この世界において魔法は神々がいた時代に存在した【神代魔法】の劣化版らしいのだが、宗教上の教えで魔法は神からのギフトとされているらしく、亜人族は神から見放された悪しき種族と考えられているのでため、被差別的な扱いを受けているらしい。
なら魔物は違うのかと言うと、魔物はあくまで自然災害的なものとして認識されており、神の恩恵を受けるものとは考えられていないらしく、扱いとしてはただの害獣扱いに近いのだ。

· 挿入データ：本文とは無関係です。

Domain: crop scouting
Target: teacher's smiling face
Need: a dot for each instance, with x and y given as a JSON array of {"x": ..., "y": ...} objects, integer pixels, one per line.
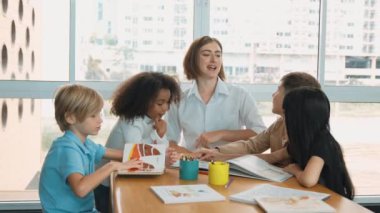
[{"x": 210, "y": 60}]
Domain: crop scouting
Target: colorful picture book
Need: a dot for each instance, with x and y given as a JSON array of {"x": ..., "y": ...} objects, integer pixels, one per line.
[
  {"x": 187, "y": 193},
  {"x": 267, "y": 190},
  {"x": 293, "y": 204},
  {"x": 152, "y": 155}
]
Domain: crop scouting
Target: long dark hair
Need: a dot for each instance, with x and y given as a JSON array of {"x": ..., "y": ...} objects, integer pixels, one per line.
[
  {"x": 134, "y": 96},
  {"x": 307, "y": 115}
]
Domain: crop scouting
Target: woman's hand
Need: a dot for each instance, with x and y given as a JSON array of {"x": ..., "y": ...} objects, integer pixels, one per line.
[
  {"x": 292, "y": 169},
  {"x": 208, "y": 137},
  {"x": 210, "y": 154},
  {"x": 171, "y": 156}
]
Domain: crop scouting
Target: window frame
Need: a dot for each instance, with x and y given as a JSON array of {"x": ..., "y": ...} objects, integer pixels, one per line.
[{"x": 45, "y": 89}]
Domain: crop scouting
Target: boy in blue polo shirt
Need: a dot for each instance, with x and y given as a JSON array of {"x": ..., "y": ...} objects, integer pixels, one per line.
[{"x": 68, "y": 176}]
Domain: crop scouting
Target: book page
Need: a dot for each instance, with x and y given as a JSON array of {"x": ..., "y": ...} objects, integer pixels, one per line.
[
  {"x": 255, "y": 166},
  {"x": 186, "y": 193},
  {"x": 152, "y": 155},
  {"x": 268, "y": 190},
  {"x": 293, "y": 204}
]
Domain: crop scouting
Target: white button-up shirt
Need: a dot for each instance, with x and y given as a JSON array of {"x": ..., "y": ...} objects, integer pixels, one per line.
[{"x": 230, "y": 108}]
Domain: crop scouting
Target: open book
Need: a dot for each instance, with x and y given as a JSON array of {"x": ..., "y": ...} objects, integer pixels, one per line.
[
  {"x": 254, "y": 167},
  {"x": 152, "y": 155},
  {"x": 267, "y": 190},
  {"x": 187, "y": 193},
  {"x": 293, "y": 204},
  {"x": 250, "y": 166}
]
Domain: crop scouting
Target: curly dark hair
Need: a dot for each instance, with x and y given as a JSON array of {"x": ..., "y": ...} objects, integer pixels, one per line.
[{"x": 134, "y": 96}]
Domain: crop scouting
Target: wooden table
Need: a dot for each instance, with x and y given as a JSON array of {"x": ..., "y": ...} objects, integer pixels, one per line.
[{"x": 133, "y": 194}]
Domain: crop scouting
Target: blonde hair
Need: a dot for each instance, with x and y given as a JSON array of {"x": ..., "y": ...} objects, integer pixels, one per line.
[{"x": 76, "y": 100}]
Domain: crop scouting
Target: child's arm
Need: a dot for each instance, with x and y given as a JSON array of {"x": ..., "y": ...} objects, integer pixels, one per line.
[
  {"x": 82, "y": 185},
  {"x": 310, "y": 175},
  {"x": 160, "y": 126},
  {"x": 275, "y": 157}
]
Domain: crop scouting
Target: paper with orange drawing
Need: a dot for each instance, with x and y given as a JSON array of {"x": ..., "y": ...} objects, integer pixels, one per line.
[
  {"x": 186, "y": 193},
  {"x": 152, "y": 155},
  {"x": 293, "y": 204}
]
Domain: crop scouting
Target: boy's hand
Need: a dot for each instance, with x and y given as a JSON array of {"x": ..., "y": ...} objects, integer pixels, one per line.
[
  {"x": 208, "y": 137},
  {"x": 160, "y": 126},
  {"x": 171, "y": 156},
  {"x": 131, "y": 164}
]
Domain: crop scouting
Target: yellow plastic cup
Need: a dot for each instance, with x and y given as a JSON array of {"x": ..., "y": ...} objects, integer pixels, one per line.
[{"x": 218, "y": 173}]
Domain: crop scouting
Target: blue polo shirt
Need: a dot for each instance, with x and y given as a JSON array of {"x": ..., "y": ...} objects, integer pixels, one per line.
[{"x": 66, "y": 156}]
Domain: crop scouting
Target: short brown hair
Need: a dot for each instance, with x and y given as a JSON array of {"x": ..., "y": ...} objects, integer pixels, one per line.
[
  {"x": 76, "y": 100},
  {"x": 190, "y": 62},
  {"x": 294, "y": 80}
]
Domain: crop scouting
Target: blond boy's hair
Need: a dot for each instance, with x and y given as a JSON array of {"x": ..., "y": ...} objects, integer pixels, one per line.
[{"x": 76, "y": 100}]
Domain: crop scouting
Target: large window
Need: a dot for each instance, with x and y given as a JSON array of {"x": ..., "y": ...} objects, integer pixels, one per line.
[
  {"x": 352, "y": 45},
  {"x": 116, "y": 39},
  {"x": 98, "y": 43},
  {"x": 262, "y": 42}
]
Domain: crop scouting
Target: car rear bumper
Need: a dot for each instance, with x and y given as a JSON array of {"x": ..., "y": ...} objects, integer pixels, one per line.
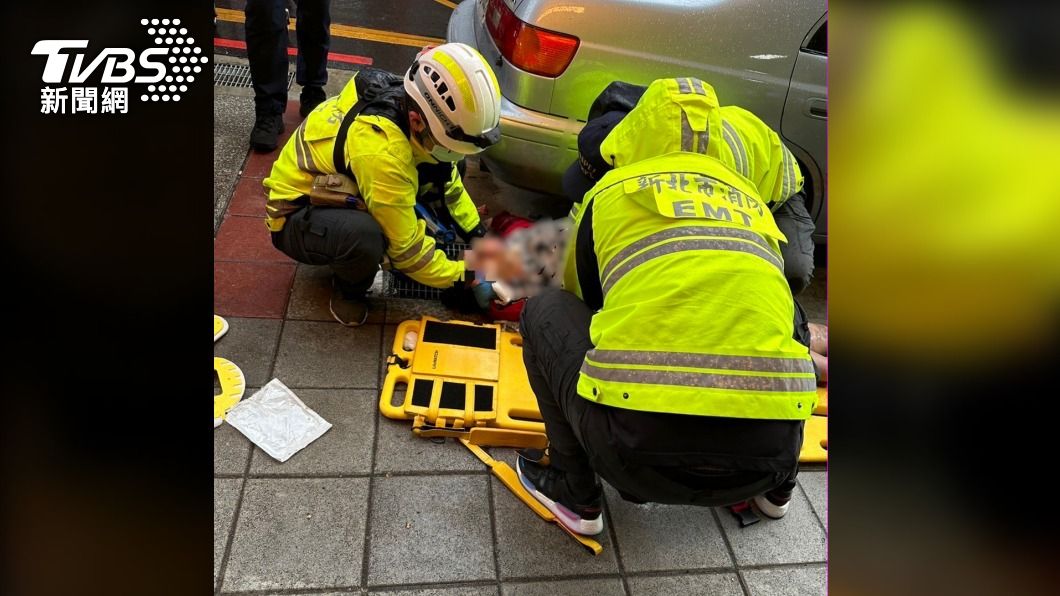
[{"x": 534, "y": 149}]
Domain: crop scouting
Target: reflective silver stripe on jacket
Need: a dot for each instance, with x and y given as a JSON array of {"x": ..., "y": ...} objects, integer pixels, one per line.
[
  {"x": 423, "y": 262},
  {"x": 686, "y": 360},
  {"x": 689, "y": 245},
  {"x": 684, "y": 231},
  {"x": 305, "y": 162},
  {"x": 701, "y": 380},
  {"x": 736, "y": 145}
]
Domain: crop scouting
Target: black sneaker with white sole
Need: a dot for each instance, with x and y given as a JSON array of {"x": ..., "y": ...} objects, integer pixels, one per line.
[
  {"x": 549, "y": 486},
  {"x": 265, "y": 135},
  {"x": 774, "y": 504}
]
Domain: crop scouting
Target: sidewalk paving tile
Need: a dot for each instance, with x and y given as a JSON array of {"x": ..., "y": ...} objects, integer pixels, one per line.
[
  {"x": 312, "y": 293},
  {"x": 259, "y": 164},
  {"x": 226, "y": 492},
  {"x": 712, "y": 584},
  {"x": 796, "y": 538},
  {"x": 248, "y": 199},
  {"x": 463, "y": 591},
  {"x": 429, "y": 529},
  {"x": 400, "y": 310},
  {"x": 815, "y": 485},
  {"x": 656, "y": 537},
  {"x": 400, "y": 450},
  {"x": 528, "y": 546},
  {"x": 251, "y": 290},
  {"x": 298, "y": 532},
  {"x": 788, "y": 581},
  {"x": 246, "y": 239},
  {"x": 345, "y": 449},
  {"x": 328, "y": 355},
  {"x": 612, "y": 586},
  {"x": 250, "y": 344},
  {"x": 230, "y": 449}
]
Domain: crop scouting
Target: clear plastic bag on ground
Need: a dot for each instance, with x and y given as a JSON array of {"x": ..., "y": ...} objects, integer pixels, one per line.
[{"x": 276, "y": 420}]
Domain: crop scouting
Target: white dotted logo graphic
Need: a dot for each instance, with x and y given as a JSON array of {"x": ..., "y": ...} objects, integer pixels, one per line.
[{"x": 182, "y": 65}]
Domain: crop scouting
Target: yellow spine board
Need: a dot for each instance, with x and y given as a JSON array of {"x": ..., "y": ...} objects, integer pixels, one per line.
[
  {"x": 232, "y": 386},
  {"x": 462, "y": 380},
  {"x": 463, "y": 365}
]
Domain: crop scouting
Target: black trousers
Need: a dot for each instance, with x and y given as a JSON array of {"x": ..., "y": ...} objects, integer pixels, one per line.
[
  {"x": 266, "y": 31},
  {"x": 794, "y": 221},
  {"x": 347, "y": 240},
  {"x": 646, "y": 456}
]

まぁ宗教上の教えなのでご都合主義とも言えるが、こればかりは仕方無いと諦めたのだが、神話体系の物語ですらエヒト様以外の神々の存在は認めないとした感じなのだ。
「仕方無いから武器系は諦めて、生活面側にするか」
「だね。僕もボーガンを強化するしかないね。後は近接用に剣を扱う為の練習と回避訓練だね」
「お前は鍛冶師だからな。本来なら戦場に出る存在じゃなくて、裏方的な役割だけど、念の為にな」
俺からすればハジメを前線に出すのは愚行なのだが、自分は正しいを地で行く天之河が原因で、ハジメも前線に出なければダメみたいな扱いにされており、クラスの中でも最弱なステータスのハジメはクラスの面々からも除け者に近い存在にされていた。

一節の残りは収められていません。